I have to tell you: going to this sort of event is way outside of my comfort zone. I tend to project a confidence in groups, and I know I seem so outgoing... But I'm actually quite shy. I love new people, but I make them approach me first. And thanks to a vicious case of bitchy resting face (I kind of hate that term, but I haven't ever heard a better one to describe just how unpleasant I apparently look from a distance!), people rarely approach me.
When I saw that Blessed Is She was encouraging these Blessed Brunches all around the country, and that one was being held in my town, I was still hesitant. After all, Fairfax is enormous and getting from one side to the other can easily be forty minutes in the car. And I have a nursing baby, who wouldn't do well in that sort of environment, during naptime, mostly because he only nurses well in the quiet now and he absolutely refuses to sleep in public.
And and and, excuse excuse excuse.
Something made me go back and look at the list of upcoming brunches again. I realized that the fact that there was one even potentially up to forty minutes (or an hour, depending on the DC metro area's infamously awful traffic) from home was close, compared to the opportunities for ladies in some parts of the country. On the same night, while browsing Pinterest, a "suggested pin" popped up: "How to make friends as an adult." AND THEN, the next morning, I happened to be reading a blog I've never read before and saw a picture of a book entitled Women Are Scary: The Totally Awkward Adventure of Finding Mom Friends. Around the same time, I saw that Mary had posted on the Blessed Is She Facebook group some more details about the brunch she was hosting, and I realized that her house would not be forty minutes away. More like five.
And I said, "All RIGHT, God, I get it." I RSVP'd immediately.

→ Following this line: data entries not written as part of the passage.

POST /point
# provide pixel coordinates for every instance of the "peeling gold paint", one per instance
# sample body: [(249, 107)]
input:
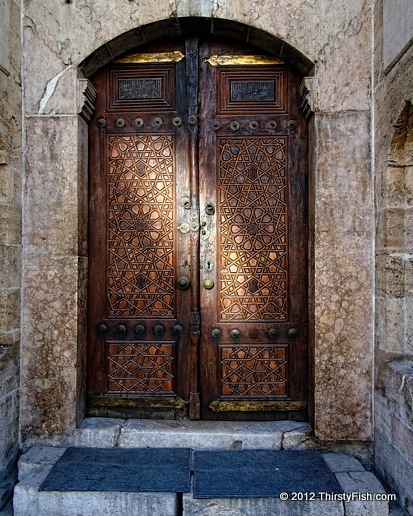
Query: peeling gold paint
[(216, 60), (256, 406), (159, 57)]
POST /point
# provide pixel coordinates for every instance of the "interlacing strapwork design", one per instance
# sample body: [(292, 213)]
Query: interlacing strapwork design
[(253, 371), (253, 220), (141, 214), (145, 367)]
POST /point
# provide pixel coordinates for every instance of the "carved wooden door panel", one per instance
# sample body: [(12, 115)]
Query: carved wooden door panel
[(197, 298), (138, 316), (253, 171)]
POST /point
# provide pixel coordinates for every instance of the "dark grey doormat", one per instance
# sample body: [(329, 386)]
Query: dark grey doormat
[(119, 469), (261, 474)]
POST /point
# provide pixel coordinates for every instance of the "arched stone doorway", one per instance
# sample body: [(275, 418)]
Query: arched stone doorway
[(198, 235), (57, 110)]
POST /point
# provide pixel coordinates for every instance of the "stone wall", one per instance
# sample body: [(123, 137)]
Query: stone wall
[(62, 41), (393, 108), (10, 238)]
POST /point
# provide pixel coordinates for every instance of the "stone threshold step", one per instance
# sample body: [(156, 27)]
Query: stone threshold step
[(197, 435), (36, 464)]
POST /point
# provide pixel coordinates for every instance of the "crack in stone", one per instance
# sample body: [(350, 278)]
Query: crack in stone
[(50, 89)]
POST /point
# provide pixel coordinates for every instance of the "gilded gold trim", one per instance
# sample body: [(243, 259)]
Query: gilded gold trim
[(143, 403), (159, 57), (257, 406), (216, 60)]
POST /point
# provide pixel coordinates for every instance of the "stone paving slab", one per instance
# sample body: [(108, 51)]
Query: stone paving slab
[(36, 464)]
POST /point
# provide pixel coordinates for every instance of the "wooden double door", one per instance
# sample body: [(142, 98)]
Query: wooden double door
[(197, 299)]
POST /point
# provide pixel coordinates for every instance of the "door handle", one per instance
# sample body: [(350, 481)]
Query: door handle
[(210, 208), (183, 283)]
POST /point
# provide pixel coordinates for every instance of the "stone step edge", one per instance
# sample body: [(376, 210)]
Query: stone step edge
[(355, 481)]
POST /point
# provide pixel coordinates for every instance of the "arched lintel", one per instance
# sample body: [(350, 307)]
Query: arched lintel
[(196, 26)]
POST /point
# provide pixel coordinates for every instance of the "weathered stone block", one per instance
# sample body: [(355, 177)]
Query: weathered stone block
[(9, 434), (9, 370), (9, 309), (10, 266), (397, 24), (52, 316), (339, 462), (38, 459), (98, 432), (343, 278), (203, 435), (54, 193), (258, 507), (28, 501), (391, 274), (10, 223), (390, 324), (392, 466)]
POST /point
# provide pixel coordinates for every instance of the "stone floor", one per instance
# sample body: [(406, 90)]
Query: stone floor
[(38, 461)]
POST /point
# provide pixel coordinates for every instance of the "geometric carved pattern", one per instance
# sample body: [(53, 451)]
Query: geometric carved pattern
[(143, 368), (253, 226), (140, 88), (253, 371), (141, 238)]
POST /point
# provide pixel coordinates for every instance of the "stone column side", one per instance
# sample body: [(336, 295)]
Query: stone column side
[(343, 276), (55, 264)]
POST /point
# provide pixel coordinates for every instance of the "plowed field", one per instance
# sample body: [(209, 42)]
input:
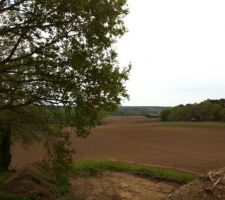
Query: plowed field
[(144, 141)]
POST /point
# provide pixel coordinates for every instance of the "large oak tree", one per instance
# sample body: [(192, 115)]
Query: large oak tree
[(58, 52)]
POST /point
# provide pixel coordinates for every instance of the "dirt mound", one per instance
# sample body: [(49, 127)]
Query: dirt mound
[(31, 182), (120, 186), (208, 187)]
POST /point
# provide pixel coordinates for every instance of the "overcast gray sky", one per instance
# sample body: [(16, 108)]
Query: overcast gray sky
[(177, 49)]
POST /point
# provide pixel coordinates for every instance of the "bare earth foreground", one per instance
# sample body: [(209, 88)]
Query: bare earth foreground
[(118, 186), (141, 140)]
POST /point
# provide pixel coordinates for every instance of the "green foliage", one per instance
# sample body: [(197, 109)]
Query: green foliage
[(62, 54), (206, 111), (162, 174), (59, 157)]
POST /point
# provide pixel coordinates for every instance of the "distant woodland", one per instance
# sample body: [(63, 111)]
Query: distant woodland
[(148, 111), (209, 110)]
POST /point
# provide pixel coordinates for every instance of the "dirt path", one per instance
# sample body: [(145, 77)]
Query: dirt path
[(120, 186), (136, 139)]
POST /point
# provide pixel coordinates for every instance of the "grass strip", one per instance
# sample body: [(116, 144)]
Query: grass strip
[(153, 172), (189, 124), (4, 196)]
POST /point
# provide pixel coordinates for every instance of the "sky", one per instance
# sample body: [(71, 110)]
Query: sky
[(177, 51)]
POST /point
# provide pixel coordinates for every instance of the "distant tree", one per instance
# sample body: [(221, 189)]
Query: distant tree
[(204, 111), (58, 53)]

I have almost no friends from high school or college who are Catholic. In fact, I have almost no friends from high school or college who are not hostile to religion -- the curse of being a scientist and having friends who are scientists. I work from home and thus don't have that many opportunities to meet new people. My best friend, who's both Catholic and a mother to littles, moved to Texas before my children were born. My family is all in Pennsylvania, which is not very far from Northern Virginia but is also not around the corner.
I have felt like I've been parenting -- and Catholic-ing -- in a vacuum. I'm involved in the music ministry at my parish, but the ages skew significantly older, and anyway since Declan was born I've been unable to attend choir practice because it falls exactly at bedtime. Someday he'll be done nursing and I'll be freer to move about in the evenings, and I'm simultaneously looking forward to and dreading that time. For the time being, my life is work, and weeknight dinners as a family, and time spent with the kids before they go to bed, and family time on the weekends.

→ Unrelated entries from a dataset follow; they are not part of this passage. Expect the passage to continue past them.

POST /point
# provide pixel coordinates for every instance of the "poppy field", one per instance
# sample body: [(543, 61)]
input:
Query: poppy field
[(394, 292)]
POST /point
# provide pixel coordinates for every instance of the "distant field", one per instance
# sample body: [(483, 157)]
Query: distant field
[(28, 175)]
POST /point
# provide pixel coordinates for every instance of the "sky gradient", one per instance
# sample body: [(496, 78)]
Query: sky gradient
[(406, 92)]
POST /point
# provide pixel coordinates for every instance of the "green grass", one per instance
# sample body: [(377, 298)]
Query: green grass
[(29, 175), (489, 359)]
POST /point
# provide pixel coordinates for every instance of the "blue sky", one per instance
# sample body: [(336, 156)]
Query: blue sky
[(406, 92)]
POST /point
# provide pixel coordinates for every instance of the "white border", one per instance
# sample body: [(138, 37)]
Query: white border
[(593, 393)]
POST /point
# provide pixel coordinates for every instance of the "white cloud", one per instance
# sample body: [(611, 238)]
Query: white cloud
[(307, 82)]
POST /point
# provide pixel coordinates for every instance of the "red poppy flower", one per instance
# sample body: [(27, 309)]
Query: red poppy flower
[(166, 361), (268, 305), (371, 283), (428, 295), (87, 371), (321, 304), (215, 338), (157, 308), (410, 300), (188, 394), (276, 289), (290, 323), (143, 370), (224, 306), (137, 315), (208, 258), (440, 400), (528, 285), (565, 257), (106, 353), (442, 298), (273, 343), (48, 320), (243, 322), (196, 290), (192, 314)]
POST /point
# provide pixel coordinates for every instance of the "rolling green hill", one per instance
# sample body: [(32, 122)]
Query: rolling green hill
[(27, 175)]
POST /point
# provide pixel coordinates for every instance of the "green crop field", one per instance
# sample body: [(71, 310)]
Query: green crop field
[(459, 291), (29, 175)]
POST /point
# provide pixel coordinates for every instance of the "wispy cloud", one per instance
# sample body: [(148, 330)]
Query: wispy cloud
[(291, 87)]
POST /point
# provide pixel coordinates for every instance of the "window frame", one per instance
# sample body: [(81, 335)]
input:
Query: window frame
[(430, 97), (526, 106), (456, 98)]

Most of the time, I don't even notice that I haven't had a social life in years. But when I do notice, it hits me like a ton of bricks.
So there I was, scared to death, on a beautiful Saturday morning, on Mary's back deck with 20+ strangers who ceased to be strangers immediately. Everyone brought something to share -- and, of course, there was enough food for four times as many women! -- and Mary provided a beautiful spread, coffee, tea, and some cold beverages. Mary's husband (who is a saint for letting everyone invade!) led us in an opening prayer. Everyone filled their plates and chatted while we chowed down. Then we went around the table and introduced ourselves to the group. After that, we had a free-flowing group discussion about community. I may have openly wept. (Okay, I definitely openly wept.)

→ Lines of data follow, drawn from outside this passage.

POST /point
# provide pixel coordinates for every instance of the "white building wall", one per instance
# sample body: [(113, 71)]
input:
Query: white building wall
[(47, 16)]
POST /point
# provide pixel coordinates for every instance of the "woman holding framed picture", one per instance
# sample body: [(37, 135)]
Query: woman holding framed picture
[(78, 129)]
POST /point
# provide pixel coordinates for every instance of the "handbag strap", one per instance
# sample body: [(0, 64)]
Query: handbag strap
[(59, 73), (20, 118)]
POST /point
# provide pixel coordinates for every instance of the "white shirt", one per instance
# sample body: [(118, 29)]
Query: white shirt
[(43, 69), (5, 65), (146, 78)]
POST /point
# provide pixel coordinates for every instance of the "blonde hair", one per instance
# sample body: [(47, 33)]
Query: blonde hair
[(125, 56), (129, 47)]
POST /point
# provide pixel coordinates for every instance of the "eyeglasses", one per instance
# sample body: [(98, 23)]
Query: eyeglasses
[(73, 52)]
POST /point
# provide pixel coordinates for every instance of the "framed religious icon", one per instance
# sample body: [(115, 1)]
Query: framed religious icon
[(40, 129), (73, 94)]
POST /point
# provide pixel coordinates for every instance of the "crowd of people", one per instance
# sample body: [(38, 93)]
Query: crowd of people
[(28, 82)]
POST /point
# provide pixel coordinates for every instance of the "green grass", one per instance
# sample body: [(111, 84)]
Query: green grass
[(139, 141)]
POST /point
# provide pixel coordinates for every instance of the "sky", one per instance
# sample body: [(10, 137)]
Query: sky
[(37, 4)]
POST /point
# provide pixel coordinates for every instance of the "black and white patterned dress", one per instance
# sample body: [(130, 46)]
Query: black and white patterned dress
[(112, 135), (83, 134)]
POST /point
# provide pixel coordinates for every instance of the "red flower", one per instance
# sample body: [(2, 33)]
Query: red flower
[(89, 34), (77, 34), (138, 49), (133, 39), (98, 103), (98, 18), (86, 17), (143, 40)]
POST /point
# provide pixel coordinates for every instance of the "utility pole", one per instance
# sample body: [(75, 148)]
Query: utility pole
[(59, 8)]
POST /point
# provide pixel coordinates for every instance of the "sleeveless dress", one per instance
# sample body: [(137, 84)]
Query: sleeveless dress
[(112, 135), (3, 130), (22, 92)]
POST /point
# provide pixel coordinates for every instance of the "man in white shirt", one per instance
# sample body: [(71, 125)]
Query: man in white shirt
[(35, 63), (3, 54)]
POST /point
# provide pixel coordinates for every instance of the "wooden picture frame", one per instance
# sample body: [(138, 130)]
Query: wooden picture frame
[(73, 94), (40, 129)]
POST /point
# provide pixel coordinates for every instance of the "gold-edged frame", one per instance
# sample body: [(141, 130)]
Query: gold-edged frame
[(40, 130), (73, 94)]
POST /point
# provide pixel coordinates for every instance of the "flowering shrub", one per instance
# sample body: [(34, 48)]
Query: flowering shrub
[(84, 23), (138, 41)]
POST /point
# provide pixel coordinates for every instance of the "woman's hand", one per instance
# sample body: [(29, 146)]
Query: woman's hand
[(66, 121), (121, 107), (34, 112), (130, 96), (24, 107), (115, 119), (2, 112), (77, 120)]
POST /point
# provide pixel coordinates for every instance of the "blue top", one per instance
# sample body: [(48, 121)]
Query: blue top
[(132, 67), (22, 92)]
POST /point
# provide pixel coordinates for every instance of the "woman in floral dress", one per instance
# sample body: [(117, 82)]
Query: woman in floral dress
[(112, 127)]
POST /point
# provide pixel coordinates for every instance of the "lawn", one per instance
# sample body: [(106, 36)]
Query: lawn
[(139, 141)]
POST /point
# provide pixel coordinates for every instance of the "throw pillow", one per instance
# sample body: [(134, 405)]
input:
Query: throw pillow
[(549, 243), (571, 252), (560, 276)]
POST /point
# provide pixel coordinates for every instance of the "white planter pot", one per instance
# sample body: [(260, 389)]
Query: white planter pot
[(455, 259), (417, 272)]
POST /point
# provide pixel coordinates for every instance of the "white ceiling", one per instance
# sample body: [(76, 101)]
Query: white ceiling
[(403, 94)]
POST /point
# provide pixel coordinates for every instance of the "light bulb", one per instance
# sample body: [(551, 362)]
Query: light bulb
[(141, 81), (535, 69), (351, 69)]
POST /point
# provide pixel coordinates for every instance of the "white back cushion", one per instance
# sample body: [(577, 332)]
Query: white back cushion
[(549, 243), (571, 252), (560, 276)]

It's such a blessing to meet so many like-minded women of faith! I had to be the first one to leave, after getting an SOS text message from Michael (poor Declan was late for his nap and completely over waiting for Mommy to come home and nurse him!), but I could otherwise have stayed indefinitely, getting to know more of the ladies better and filling up my soul. I didn't get any pictures myself, so you'll have to check out the hashtag we designated on Instagram (#blessedbrunchfx). There are only a couple because everyone was too busy bonding to do much documentation.
Thank you, thank you, thank you to Mary for hosting, and to Blessed Is She for making it possible.